My point is, even unicorn league products find it incredibly hard to engage users beyond the core behaviour that the product is built around, in this case the 140 character tweet. Tapping a heart dead centre on the screen to like a photo / video is an interaction that Instagram already owns in my mind.
Twitter should be doing something to engage me by extending or adapting the core interaction it already owns in my mind. Thats Twitter's greatest asset.
Once established as valuable and unique, a core interaction can come to be the reason a product scales. Look at the great digital services we have - for YouTube and Spotify, the core interaction is 'press play'. For Facebook, I'm leaning towards 'like'. (And as 'send a message' was getting close to competing with 'like' for primary value to user, Facebook cleverly spun it off into a separate app; I am surprised how many people still haven't seen Messenger.com).
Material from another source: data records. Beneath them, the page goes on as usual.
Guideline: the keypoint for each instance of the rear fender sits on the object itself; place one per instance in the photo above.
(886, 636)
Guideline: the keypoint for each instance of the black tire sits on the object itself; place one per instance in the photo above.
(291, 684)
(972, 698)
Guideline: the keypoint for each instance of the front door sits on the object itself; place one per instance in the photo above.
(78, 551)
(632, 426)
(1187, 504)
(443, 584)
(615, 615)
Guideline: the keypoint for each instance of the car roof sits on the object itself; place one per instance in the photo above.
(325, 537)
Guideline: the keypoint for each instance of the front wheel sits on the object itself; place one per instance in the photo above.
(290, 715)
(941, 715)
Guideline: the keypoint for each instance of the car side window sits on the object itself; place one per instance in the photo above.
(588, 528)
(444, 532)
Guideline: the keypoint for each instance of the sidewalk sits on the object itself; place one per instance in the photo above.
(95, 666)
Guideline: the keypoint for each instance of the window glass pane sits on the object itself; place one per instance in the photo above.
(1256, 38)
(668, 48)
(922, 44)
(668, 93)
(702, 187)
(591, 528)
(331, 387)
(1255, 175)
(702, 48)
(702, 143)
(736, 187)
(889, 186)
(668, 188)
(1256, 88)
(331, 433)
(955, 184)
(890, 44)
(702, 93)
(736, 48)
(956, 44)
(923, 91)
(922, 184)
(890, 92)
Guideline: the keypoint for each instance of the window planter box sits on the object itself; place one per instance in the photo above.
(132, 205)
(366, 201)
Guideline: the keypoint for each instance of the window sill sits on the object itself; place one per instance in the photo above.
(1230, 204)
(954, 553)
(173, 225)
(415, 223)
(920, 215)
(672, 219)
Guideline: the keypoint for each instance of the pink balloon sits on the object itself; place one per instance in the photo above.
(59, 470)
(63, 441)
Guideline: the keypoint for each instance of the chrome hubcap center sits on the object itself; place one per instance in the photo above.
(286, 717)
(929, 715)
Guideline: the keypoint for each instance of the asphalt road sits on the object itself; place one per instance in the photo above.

Both Instagram and Facebook's core interactions are supported hugely by the their common core interaction, the vertical scroll..
Scaling a product beyond it's core interaction should be a matter of deep consideration and understanding of the behaviours they create and own in the user's mind.
My advice to products teams: find the one interaction you can build new behaviours on, create a product with features that aggressively support the core interaction, then scale it all in terms of user numbers and frequency of use.